さよならの儀式 SF成分が足りてないので[読書会@さよならの儀式]の課題図書を読んで、大満足&大満喫。サイエンス・ファンタジーから、すこし不思議まで、2013年は豊作大漁の当たり年だったんだね。出せば売れる定番作家から、出たばかりの(ただし傑作ぞろいの)新人まで、がっつりSFが読める。

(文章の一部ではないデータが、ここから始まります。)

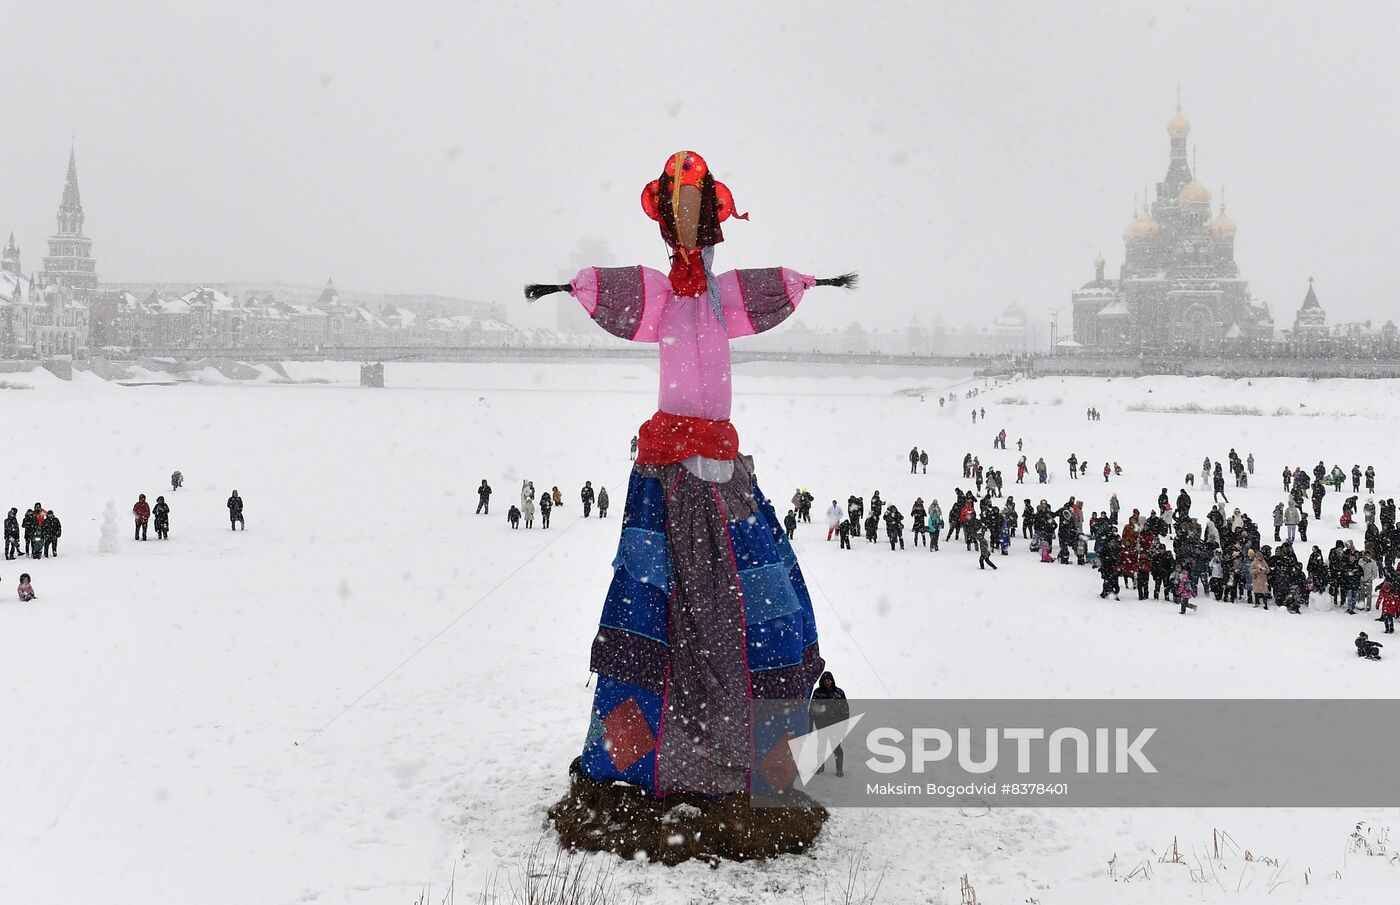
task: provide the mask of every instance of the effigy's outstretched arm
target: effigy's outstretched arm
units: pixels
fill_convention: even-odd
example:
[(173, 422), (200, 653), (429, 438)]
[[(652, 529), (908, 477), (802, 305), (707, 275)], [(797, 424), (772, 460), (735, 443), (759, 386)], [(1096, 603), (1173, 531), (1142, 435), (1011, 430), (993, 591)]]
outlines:
[(572, 295), (613, 336), (654, 343), (671, 281), (650, 267), (585, 267), (568, 283), (529, 284), (525, 298), (533, 302), (554, 292)]
[(797, 310), (802, 294), (813, 286), (853, 288), (857, 277), (818, 279), (786, 267), (731, 270), (717, 277), (724, 304), (725, 331), (729, 338), (762, 333), (787, 320)]

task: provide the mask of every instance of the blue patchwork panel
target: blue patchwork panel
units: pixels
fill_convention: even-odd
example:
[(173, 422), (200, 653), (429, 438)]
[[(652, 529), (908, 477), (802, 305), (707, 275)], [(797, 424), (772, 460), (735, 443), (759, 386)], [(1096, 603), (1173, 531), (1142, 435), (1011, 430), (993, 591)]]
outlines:
[(626, 569), (618, 568), (608, 586), (599, 623), (665, 644), (670, 599), (669, 592), (656, 585), (643, 584)]
[(642, 584), (649, 584), (665, 593), (671, 592), (675, 575), (671, 571), (671, 548), (661, 531), (646, 528), (623, 528), (617, 544), (613, 568), (624, 568), (627, 574)]
[(634, 469), (627, 481), (627, 504), (622, 513), (623, 528), (646, 531), (666, 530), (666, 491), (661, 482)]
[(744, 595), (744, 621), (748, 625), (770, 622), (802, 606), (793, 592), (788, 567), (780, 562), (740, 572), (739, 591)]
[[(656, 738), (661, 726), (661, 696), (643, 688), (619, 682), (607, 676), (598, 677), (598, 687), (593, 693), (593, 714), (589, 721), (588, 738), (584, 742), (583, 756), (579, 761), (585, 776), (608, 782), (622, 780), (641, 786), (648, 794), (656, 794), (656, 751), (630, 764), (626, 770), (618, 770), (603, 734), (603, 720), (628, 698), (637, 702), (652, 738)], [(597, 724), (596, 728), (594, 723)]]

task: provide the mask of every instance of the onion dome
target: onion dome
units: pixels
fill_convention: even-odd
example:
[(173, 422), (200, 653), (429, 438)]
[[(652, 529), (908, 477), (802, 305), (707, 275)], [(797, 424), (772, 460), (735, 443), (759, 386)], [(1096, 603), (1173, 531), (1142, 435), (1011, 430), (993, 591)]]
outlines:
[(1211, 235), (1217, 239), (1235, 238), (1235, 221), (1230, 219), (1230, 215), (1225, 213), (1225, 208), (1220, 209), (1220, 213), (1215, 219), (1210, 221)]
[(1186, 204), (1209, 204), (1210, 189), (1201, 184), (1199, 179), (1193, 178), (1182, 188), (1181, 194), (1177, 195), (1177, 200)]
[(1094, 257), (1094, 266), (1095, 266), (1095, 267), (1102, 267), (1102, 266), (1104, 265), (1104, 263), (1105, 263), (1105, 262), (1104, 262), (1104, 259), (1103, 259), (1103, 255), (1102, 255), (1102, 254), (1096, 255), (1096, 256)]
[(1176, 108), (1176, 116), (1167, 121), (1167, 134), (1172, 138), (1185, 138), (1191, 131), (1191, 123), (1186, 117), (1181, 115), (1181, 108)]
[(1162, 227), (1157, 224), (1156, 220), (1152, 219), (1152, 215), (1149, 214), (1147, 208), (1144, 207), (1138, 212), (1137, 219), (1129, 223), (1128, 228), (1123, 230), (1123, 241), (1136, 242), (1143, 239), (1151, 239), (1156, 236), (1161, 229)]

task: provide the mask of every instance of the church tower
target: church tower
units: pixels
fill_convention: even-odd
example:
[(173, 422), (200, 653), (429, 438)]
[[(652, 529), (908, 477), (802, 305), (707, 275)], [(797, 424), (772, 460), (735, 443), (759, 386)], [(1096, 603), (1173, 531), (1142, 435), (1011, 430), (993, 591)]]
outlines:
[(49, 237), (44, 275), (49, 283), (70, 289), (97, 288), (97, 262), (92, 258), (92, 240), (83, 235), (83, 201), (78, 194), (78, 159), (75, 151), (68, 154), (68, 181), (63, 186), (63, 201), (58, 205), (58, 232)]
[(5, 246), (4, 254), (0, 256), (0, 273), (13, 273), (16, 276), (20, 273), (19, 246), (15, 244), (14, 233), (10, 233), (10, 244)]
[(1186, 162), (1186, 137), (1191, 134), (1191, 122), (1181, 115), (1181, 99), (1177, 98), (1176, 115), (1167, 122), (1167, 136), (1171, 139), (1171, 157), (1167, 163), (1167, 175), (1157, 183), (1157, 200), (1174, 201), (1181, 190), (1191, 182), (1191, 167)]
[(1303, 297), (1303, 306), (1293, 317), (1293, 334), (1299, 339), (1316, 339), (1327, 333), (1327, 311), (1317, 300), (1313, 290), (1313, 278), (1308, 277), (1308, 294)]

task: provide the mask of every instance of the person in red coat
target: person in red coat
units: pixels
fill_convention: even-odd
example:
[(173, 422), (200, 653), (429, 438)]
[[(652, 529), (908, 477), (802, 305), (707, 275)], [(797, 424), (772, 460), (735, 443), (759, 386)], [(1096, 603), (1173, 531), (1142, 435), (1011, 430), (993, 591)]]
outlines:
[(1393, 581), (1386, 579), (1381, 583), (1378, 600), (1381, 607), (1381, 622), (1385, 623), (1385, 633), (1393, 635), (1395, 634), (1395, 617), (1400, 616), (1400, 591), (1396, 590)]
[(136, 505), (131, 507), (131, 514), (136, 516), (136, 540), (146, 539), (146, 523), (151, 520), (151, 504), (146, 502), (146, 495), (141, 494)]

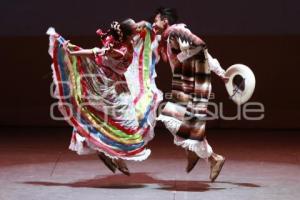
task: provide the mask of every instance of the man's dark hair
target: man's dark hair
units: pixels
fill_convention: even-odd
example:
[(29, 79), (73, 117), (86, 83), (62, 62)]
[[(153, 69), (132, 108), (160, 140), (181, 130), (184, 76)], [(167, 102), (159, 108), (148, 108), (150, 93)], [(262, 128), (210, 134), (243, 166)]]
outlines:
[(169, 24), (175, 24), (178, 20), (177, 11), (173, 8), (160, 7), (155, 11), (155, 15), (160, 14), (161, 19), (167, 19)]

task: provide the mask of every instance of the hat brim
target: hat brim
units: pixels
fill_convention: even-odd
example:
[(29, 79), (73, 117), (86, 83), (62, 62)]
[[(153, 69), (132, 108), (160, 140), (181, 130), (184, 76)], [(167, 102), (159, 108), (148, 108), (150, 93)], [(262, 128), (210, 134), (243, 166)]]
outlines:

 いわゆる大御所のソツのない仕事ぶりは、よく言えば安定感、悪く言うと陳腐寸前で、懐かしいSFネタを現代風味にアレンジする。やたら親切に世界設定を語りだす地の文だけでお腹一杯になる。『皆勤の徒』や『シドニアの騎士』で、「最近のSFは説明しない」がデフォだと鍛えられている人には、逆に新鮮かも。いかにもSFらしい設定よりも、そのネタの「説明の仕方」のギャップが面白いのだ。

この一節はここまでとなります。